Hiç babanızın gözyaşlarını avuçladınız mı hiç, o ağır mağrur, şevkat ve merhamet ölçüsünde narin bakışlarındaki gözyaşlarına dokundunuz mu?
Babanızın arkanızdaki desteğini çektiğini düşündüğünüz oldu mu? Dağ yıkılır, dağlar yıkılır göçer gidersiniz adeta.
Bir efsanedir onlar… Çocukları için bambaşkadır ’baba’ kelimesinin anlamı. Düştüğünde anne diye bağıran çocuk arkasından babasının koşup geleceğini ve onu yerden kaldıracını bilir daima. Ona duyduğu güvenle adım atar çoğu zaman .

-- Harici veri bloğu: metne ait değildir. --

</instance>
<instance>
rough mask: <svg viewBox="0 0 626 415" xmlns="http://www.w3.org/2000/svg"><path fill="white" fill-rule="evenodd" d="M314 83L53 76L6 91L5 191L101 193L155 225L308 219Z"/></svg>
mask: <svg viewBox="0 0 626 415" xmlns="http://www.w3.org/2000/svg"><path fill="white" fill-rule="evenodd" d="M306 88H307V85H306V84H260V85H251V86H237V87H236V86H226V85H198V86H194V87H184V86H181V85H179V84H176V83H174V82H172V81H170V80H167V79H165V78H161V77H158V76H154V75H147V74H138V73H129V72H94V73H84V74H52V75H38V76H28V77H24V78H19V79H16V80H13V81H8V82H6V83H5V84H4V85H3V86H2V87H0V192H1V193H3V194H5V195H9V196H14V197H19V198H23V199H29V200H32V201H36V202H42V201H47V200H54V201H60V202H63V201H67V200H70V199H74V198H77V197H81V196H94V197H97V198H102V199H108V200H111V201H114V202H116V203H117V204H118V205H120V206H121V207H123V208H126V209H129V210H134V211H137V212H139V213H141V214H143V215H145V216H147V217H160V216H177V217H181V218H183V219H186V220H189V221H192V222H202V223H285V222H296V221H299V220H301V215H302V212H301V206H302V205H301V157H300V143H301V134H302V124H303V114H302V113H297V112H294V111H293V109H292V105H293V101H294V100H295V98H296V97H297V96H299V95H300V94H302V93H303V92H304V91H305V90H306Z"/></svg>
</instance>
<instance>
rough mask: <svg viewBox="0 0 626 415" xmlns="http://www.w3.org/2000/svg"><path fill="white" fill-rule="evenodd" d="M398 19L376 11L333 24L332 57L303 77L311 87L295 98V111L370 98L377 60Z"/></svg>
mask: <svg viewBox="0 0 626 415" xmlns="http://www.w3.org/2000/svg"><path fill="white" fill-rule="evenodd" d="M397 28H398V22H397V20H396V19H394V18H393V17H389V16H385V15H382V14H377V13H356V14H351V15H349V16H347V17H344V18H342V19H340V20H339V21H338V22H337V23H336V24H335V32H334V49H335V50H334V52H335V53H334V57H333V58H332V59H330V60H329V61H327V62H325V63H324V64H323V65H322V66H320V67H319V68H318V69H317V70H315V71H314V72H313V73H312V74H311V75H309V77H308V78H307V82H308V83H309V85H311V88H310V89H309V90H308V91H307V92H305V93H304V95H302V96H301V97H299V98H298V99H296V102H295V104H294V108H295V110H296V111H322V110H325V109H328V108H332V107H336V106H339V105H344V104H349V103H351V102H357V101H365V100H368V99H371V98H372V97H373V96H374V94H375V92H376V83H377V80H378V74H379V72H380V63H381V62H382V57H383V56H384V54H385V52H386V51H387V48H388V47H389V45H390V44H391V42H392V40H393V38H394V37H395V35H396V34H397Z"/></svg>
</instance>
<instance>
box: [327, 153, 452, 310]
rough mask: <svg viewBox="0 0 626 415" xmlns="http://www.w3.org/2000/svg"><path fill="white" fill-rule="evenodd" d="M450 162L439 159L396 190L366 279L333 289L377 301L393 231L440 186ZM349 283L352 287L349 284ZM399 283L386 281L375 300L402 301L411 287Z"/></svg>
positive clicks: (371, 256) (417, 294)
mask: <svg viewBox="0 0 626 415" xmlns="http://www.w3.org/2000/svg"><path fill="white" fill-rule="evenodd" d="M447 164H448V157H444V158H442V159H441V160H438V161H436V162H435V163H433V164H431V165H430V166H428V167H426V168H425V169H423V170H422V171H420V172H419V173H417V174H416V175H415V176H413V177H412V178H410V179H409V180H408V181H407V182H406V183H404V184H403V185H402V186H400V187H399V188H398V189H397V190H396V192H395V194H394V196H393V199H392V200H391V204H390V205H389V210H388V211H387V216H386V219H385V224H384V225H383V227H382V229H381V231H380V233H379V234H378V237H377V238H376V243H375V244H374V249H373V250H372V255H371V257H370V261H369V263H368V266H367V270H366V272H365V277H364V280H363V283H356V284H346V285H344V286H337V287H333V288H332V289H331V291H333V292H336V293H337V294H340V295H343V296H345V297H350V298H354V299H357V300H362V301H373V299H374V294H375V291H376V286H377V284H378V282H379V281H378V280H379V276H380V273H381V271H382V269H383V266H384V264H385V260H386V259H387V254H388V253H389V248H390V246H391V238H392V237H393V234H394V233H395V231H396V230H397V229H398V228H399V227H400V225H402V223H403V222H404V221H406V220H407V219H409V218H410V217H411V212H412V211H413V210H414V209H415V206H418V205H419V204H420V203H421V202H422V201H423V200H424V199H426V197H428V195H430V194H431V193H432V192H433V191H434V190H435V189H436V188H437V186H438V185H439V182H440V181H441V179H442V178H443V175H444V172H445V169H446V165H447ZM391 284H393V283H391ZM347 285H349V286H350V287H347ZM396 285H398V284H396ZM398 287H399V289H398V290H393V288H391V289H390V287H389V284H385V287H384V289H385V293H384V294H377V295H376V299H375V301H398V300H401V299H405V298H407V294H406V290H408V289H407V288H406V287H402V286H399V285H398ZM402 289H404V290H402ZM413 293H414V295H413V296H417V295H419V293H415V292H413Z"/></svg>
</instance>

Bilir ki başı sıkıştığında babası arka çıkacaktır ona.
Sevginin anlamı babalarımız günü bu Pazar. Ne yazık ki iki yıldır onlarla birlikte olamıyoruz.

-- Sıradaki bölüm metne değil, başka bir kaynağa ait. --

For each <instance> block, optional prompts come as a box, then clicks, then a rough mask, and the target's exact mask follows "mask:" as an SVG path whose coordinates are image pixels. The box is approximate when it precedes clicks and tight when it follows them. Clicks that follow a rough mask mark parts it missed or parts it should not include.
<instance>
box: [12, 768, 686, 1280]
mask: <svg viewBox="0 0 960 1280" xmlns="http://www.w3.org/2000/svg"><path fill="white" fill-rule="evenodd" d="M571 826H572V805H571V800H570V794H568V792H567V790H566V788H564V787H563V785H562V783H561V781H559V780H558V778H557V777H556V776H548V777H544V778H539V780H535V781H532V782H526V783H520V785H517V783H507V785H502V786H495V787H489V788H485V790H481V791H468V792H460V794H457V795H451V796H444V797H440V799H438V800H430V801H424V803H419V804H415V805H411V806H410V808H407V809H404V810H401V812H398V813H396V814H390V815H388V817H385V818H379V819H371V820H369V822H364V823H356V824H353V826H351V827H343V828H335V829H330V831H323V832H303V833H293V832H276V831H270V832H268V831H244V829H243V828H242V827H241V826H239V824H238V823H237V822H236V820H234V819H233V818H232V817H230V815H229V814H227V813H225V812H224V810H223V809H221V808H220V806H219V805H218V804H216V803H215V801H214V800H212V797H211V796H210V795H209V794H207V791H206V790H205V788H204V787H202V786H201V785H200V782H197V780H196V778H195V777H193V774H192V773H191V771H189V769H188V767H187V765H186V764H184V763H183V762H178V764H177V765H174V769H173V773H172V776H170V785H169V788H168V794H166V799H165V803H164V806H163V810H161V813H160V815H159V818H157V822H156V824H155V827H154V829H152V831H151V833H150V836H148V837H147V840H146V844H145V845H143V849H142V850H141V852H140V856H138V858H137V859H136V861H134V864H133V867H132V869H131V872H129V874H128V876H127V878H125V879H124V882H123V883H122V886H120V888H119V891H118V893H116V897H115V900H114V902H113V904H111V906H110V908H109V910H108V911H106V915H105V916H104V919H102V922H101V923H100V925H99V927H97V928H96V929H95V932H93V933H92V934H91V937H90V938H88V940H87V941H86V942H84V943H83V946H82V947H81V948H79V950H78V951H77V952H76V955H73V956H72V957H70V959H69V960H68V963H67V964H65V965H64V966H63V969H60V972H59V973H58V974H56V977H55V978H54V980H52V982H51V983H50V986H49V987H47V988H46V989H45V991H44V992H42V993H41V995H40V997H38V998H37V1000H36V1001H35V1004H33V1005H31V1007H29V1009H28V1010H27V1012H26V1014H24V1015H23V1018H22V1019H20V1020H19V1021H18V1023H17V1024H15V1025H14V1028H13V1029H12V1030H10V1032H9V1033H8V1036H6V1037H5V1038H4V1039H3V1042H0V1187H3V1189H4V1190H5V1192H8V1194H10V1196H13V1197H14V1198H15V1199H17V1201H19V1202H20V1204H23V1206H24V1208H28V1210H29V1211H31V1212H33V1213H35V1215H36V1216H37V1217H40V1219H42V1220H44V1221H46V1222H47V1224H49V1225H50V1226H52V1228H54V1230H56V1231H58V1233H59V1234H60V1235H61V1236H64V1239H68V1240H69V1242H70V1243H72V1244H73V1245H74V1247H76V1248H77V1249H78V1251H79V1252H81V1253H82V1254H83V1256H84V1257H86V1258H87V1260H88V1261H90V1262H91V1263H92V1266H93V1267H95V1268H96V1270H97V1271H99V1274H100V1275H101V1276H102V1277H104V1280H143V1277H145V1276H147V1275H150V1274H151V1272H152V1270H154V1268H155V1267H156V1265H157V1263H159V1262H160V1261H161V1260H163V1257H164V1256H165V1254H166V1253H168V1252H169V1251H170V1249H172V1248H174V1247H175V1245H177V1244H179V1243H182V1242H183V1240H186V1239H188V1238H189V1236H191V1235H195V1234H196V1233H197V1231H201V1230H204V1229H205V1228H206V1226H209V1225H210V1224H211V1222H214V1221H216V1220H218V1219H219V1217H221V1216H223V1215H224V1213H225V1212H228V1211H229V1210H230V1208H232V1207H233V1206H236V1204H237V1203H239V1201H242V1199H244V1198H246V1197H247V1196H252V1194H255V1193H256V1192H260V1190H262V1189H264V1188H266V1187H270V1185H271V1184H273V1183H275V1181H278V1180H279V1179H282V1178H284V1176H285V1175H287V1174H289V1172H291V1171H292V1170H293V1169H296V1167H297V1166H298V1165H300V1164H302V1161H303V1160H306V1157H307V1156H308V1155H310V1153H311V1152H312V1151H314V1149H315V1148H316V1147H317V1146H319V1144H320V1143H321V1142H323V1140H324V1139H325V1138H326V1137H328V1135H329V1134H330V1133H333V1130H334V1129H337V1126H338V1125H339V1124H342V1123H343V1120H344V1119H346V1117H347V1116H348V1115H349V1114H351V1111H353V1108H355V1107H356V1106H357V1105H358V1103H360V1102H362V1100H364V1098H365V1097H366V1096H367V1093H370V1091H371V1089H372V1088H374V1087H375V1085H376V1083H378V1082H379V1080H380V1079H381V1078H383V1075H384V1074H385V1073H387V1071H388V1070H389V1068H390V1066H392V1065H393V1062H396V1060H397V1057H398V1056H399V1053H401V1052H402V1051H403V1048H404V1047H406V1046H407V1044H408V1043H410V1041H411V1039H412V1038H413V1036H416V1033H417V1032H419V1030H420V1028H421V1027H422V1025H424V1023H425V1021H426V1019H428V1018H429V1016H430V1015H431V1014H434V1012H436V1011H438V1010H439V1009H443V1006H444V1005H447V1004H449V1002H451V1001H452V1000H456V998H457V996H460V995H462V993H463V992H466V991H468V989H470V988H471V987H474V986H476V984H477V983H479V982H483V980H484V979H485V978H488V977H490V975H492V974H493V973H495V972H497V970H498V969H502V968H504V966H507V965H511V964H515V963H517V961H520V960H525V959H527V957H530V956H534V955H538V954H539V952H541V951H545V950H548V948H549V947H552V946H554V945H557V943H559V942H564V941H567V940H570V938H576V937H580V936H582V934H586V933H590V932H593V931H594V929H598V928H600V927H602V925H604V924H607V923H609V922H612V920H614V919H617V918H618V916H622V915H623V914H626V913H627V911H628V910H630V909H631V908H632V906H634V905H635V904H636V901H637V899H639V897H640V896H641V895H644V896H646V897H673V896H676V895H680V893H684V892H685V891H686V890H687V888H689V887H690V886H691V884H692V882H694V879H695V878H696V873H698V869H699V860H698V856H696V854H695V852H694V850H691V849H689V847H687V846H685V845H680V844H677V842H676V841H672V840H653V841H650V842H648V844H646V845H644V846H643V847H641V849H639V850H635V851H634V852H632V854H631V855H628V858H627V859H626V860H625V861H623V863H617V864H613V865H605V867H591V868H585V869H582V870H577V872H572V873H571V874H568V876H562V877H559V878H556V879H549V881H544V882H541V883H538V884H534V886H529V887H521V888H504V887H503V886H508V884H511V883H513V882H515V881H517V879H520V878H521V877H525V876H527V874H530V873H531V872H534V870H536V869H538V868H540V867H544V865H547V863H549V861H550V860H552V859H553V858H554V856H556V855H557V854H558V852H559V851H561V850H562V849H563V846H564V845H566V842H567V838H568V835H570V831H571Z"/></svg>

Annemiz duygusallığımız, babamız mantığımızdır. Bir kızın sevdiği ilk adamdır ve bundan sonra tanıyacağı tüm erkekleri babasının özellikleriyle karşılaştıracaktır.
Doğumumuzu heyecanla bekleyen, dünyaya gelişimizle büyük sorumluluklar yüklenen ve bu durumdan hiçbir zaman şikayet etmeyen; aksine bütün çabalarını severek yerine getiren ‘ canımız babalarımızın ‘ günleri kutlu olsun. Bizim için yaptıkları tüm fedakarlıklarda tek istekleri bizim mutluluğumuz, bir tek gülüşümüz, hayata karşı zaferlerimizdir hiç kuşkusuz…
Hayatta bizi en çok seven iki kişiden biri babalarımızın göz yaşları çok nadir akar. Kızını gelin eden ya da oğlunu askere uğurlayan babanın gözlerinde gördüğümüz ıslaklık bizi de duygusal yapar.
Arkamızda vara yoğa ağlayan annelerimizden çok babalarımızın titrek elleri, konuşan bakışları, nemli gözleri kalır aklımızda. Daha çok içleniriz ağlayan bir baba gördüğümüzde …
Ve bir baba daima en uzağa bakar. Dalar gider çoğu zaman. Ne yi düşündüğünü sorduğumuzda susar. Ya tahmin etmemizi bekler ya da zamanla onu anlamamızı…Hep bir sorumluluğu vardır bizim üzerimizde. Kaç ayrı çocuk, okadar sayıda omuzlara binen ağırlık. Bir sigarası dostu olur sıkıntılarını anlattığı bir arada esince doldurduğu kadehi. Bazen neşelendiği olur bazen hüzünlendiği…
Her zaman bizi saran sevgisi vardır üzerimizde, bizi koruyan, kollayan. Ne yapsak bizi bırakmayacağının güveni içimize dolan. Bazen en iyi arkadaşımız bazen kalp kırıklıklarımız. Ama her koşulda kalp atışlarımız. Güçlü, kararlı, sert bakışlı, koruyucu, güvenilir tanıdığımız ilk adam. Dünya’ya geliş sebebimiz olduğunuz için binlerce kez teşekkürler…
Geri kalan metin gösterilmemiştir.